||The so-called ML "Mixed Light" lamp was Philips' improved version of the original mercury blended MAT lamps that were developed by British Siemens a few years earlier. Whereas the Siemens originals employed hard glass medium pressure discharge tubes, Philips created its ML lamps around the compact and more efficient quartz arc tubes.
This presents a light source of much more compact dimensions, in which it is possible to mount both the filament and discharge tube at the same height, facilitating optical control. Furthermore, to minimise colour separation effects, the bulb is internally etched to give it the 'pearl' finish, which thoroughly homogenises the light. The resulting lamp is equipped with an E40 screw base and offered in the same dimensions as a comparable GLS incandescent lamp. This lamp is the ML500 version (the 500 signifying its luminous flux in dekalumens, the traditional unit of measure for Dutch and German lamps years ago).
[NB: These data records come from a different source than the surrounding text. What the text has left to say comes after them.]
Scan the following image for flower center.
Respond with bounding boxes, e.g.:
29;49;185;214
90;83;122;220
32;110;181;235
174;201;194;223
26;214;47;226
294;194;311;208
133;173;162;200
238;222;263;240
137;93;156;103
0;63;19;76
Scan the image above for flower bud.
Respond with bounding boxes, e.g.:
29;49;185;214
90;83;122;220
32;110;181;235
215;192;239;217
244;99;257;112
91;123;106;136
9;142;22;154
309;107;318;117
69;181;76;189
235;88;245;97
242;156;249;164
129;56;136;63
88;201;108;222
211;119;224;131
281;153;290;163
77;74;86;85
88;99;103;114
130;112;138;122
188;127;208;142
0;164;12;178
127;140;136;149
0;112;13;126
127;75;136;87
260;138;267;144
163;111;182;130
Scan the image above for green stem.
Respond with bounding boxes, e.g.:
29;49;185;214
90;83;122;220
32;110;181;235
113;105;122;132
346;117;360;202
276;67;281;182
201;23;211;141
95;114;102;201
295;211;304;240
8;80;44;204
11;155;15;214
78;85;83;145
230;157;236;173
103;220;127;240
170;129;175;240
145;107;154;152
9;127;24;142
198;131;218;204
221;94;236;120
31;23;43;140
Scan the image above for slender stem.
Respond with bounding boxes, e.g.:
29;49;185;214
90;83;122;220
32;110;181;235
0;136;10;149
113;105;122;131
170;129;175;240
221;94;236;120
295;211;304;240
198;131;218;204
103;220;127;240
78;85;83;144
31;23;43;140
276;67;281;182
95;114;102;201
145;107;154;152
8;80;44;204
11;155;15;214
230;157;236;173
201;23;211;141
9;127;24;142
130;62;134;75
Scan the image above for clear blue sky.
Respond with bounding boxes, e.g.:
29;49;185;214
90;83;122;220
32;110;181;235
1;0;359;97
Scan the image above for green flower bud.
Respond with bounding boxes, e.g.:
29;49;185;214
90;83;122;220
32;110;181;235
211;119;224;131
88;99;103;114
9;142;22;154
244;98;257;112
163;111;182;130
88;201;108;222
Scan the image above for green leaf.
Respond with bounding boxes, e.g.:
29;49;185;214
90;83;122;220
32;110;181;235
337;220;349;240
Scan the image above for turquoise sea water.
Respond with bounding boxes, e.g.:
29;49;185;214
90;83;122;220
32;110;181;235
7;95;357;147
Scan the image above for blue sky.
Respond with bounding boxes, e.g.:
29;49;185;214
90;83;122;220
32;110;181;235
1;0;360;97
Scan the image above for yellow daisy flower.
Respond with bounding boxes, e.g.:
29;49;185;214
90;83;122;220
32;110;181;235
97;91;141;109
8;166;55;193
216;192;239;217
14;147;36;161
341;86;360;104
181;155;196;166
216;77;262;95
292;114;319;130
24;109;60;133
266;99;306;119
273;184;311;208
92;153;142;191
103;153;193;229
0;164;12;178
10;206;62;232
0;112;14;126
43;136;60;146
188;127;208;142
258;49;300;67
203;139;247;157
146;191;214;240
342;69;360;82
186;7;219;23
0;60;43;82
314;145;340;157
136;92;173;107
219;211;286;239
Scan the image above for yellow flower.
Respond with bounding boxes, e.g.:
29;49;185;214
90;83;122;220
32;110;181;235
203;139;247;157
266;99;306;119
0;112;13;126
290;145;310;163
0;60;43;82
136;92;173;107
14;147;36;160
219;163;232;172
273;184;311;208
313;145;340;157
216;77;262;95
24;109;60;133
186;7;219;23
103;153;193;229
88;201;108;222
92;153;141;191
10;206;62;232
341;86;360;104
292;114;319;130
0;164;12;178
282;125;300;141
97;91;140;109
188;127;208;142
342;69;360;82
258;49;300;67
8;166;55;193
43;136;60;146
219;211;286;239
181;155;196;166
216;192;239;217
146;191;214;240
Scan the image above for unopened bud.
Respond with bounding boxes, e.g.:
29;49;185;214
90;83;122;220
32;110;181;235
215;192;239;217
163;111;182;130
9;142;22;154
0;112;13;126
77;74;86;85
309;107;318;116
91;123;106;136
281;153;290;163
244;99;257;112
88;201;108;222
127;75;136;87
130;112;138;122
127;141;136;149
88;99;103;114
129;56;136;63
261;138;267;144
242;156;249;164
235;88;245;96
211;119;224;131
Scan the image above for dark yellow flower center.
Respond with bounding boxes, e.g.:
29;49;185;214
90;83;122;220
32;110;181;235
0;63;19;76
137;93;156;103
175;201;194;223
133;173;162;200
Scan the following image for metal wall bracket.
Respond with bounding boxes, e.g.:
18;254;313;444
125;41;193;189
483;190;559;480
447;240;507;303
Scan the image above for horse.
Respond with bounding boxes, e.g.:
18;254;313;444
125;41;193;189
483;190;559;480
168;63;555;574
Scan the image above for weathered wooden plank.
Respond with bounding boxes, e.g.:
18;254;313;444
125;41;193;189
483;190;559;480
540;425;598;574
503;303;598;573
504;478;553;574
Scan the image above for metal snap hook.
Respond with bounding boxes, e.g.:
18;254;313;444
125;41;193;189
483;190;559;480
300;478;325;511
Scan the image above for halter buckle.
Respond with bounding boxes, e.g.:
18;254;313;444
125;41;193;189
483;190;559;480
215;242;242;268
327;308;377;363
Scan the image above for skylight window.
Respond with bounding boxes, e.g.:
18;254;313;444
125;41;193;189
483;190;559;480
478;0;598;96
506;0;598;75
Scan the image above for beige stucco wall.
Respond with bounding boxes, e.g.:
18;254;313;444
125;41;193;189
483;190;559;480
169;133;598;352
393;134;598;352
The arc tube form is one of the earliest types employed by Philips, in fact the second type that was commercially employed. First the molybdenum foils to which the main electrodes are welded were sleeved in a layer of quartz, which was shrunk down under vacuum, over this area only. Then the assemblies were loaded into the arc tube itself, which was again shrunk down over the inner quartz sleeves. At the base end of the lamp, a third foil for the auxiliary electrode is sandwiched between the arc tube and this inner quartz sleeve. The auxiliary itself is made from a flat sliver of tungsten sheet, presumably to make it thin enough to easily pass through the gap into the seal. The precise construction is visible in the X-Ray shadowgraph to the left.